Uherské Hradiště A red star and the Cyrillic inscription in Cyrillic appeared on a private building on náměstí Míru in Uherské Hradiště. Someone installed the lighting equipment in the city monument in recent days without the knowledge of City Hall. Mayor Stanislav Blaha (ODS) filed a criminal complaint against an unknown perpetrator.
He stated this in a statement he sent to the media on Wednesday. The property is owned by Simexco. Its executive, Vilém Kubiš, said on Wednesday that the installation was to draw attention to the decay of the former prison in the neighborhood.
According to the mayor, the crime of establishing, supporting and promoting a movement aimed at suppressing human rights and freedoms could have been committed. “I am not aware of any circumstances or reasons for this initiative, yet I consider it inadmissible for any totalitarian symbolism to be placed on a building in the Uherské Hradiště Municipal Monument Zone and in the immediate vicinity of the former Uherské Hradiště prison complex,” Blaha wrote.

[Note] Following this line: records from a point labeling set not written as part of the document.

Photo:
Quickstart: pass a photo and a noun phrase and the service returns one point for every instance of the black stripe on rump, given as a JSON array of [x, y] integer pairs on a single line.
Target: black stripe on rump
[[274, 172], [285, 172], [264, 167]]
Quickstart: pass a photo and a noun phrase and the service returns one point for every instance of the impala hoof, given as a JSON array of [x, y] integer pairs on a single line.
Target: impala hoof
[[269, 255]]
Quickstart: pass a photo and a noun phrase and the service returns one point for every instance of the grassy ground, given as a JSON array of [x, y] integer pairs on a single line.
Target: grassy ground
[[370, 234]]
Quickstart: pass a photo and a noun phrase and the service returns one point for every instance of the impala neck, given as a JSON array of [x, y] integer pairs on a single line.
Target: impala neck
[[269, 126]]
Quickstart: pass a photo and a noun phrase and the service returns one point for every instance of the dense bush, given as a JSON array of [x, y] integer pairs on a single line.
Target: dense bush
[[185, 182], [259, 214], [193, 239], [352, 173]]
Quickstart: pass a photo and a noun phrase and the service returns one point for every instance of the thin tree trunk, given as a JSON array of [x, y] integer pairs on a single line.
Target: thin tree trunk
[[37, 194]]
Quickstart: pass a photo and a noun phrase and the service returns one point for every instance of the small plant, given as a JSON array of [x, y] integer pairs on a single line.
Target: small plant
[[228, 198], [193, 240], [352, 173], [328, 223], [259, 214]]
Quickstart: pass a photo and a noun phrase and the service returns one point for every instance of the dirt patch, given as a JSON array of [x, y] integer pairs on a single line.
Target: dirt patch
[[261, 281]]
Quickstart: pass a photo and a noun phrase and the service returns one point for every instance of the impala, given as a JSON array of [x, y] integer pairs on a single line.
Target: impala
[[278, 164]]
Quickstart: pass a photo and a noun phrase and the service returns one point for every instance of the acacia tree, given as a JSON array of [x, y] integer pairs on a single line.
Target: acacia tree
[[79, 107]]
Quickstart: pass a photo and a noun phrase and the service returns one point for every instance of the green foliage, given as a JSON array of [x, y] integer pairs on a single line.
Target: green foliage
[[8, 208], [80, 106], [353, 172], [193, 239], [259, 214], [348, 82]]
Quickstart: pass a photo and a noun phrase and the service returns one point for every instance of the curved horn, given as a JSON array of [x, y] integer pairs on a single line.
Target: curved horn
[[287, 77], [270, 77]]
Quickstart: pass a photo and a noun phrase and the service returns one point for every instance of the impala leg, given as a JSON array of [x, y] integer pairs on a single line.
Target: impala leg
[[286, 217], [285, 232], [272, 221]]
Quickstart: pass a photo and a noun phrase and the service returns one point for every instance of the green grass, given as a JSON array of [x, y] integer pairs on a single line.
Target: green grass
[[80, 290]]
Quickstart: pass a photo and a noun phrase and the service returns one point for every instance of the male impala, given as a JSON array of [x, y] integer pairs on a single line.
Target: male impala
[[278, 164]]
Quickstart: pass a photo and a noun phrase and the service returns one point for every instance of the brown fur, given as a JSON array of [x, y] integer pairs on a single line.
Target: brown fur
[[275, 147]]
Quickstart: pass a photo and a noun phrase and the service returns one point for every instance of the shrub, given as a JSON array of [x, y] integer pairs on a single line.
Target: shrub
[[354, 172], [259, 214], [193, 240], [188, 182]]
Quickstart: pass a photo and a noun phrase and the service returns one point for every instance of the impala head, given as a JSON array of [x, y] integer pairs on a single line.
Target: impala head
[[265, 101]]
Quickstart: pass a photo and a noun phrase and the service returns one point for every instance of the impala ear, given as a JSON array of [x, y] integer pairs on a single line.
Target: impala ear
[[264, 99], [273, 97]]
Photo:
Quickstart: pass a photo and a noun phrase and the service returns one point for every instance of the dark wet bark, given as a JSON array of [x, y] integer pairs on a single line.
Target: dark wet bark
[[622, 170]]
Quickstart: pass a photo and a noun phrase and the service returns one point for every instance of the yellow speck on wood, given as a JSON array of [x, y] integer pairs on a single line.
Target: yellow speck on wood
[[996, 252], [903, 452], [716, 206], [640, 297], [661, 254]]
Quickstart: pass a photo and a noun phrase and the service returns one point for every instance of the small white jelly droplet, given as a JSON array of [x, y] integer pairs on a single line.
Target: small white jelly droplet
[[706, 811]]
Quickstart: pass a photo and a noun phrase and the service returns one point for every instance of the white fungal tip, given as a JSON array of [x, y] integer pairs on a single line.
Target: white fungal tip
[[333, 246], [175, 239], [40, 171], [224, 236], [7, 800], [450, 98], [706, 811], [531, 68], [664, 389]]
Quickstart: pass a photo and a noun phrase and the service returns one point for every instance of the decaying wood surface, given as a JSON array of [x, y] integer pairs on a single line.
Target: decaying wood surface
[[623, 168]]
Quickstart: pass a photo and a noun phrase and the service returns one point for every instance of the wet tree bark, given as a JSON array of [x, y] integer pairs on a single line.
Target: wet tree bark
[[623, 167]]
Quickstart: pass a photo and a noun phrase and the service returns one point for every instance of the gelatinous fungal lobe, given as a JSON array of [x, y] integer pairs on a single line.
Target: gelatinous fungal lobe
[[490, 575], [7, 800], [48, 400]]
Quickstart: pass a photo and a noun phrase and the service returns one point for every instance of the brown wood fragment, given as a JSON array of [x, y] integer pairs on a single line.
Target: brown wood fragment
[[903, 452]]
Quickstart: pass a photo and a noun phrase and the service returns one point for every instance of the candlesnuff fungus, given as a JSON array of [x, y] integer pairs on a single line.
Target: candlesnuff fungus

According to him, the placement of such an inscription requires the measures of the building authority pursuant to the Act on Spatial Planning and the Building Regulations. “The placement and implementation of the sign also requires the opinion of the monument care authority, because the house in question is located in the Municipal Monument Zone of Uherské Hradiště,” said the mayor and added on his Facebook profile: “NO. We are not in the Soviet Union here. ”
The house on which this inscription appeared yesterday is in the Municipal Monument Zone. In addition, near the infamous prison. The red five-pointed stars have nothing to do here. The author broke the law and I filed a criminal complaint. The Building Authority is also preparing for the steps.
It is clear from the Commercial Register that Simexco is based in the building. According to Kubiš, it has long been known as the Kremlin among the locals. “One of the intentions was to point out that nothing is being done with the prison next to where the political prisoners were being held. It is a torso with which no one has been doing anything for 30 years, “said Kubiš.
However, according to Radek Ležatka, a spokesman for the Office for Representation of the State in Property Matters (ÚZSVM), this is false information. “Currently, for example, we are completing one of the necessary steps before the start of the reconstruction, namely the detailed focus of the construction. Already in the spring, we removed 133 tons of waste from the prison. The aim is the reconstruction, construction of the Museum of Totalitarianism and the location of the district court, the district public prosecutor’s office and the probation and mediation service in Uherské Hradiště, “Ležatka said.
He is not worried about the criminal report. “As a company, we have not broken anything. There are many places throughout the republic where red stars have been preserved. It is not a prohibited symbol. I see this as a precedent. Either everyone or no one. I understand that elections are approaching, but we do not have to be pushed into a corner by pressure actions from some people and institutions. We are free people, we live in a free country and I don’t think we did anything wrong, “said Kubiš. He stressed that the symbol and the inscription are located on private property.
According to Blaha, the building authority will invite the owner of the building to provide an explanation of who created the sign and for what purpose. He may then take further legal action. In addition, according to the mayor, the placement of the sign violates the recommendations of the rules for placing advertisements in the city’s monument zone and in its protection zone.
The former Uherské Hradiště prison has been abandoned since 1960, and disappeared during state administration reform. During World War II, the Gestapo used the prison as a gathering place for political prisoners before being transported to concentration camps. After the war, people’s courts were held here and public executions were held in the courtyard of the prison, and during the communist era, people uncomfortable with the regime were imprisoned here. The area has since fallen into disrepair. The state wants to fix it in the coming years. The Museum of Totalitarian Regimes is to be established in it, and the district court or the public prosecutor’s office should also move to the prison.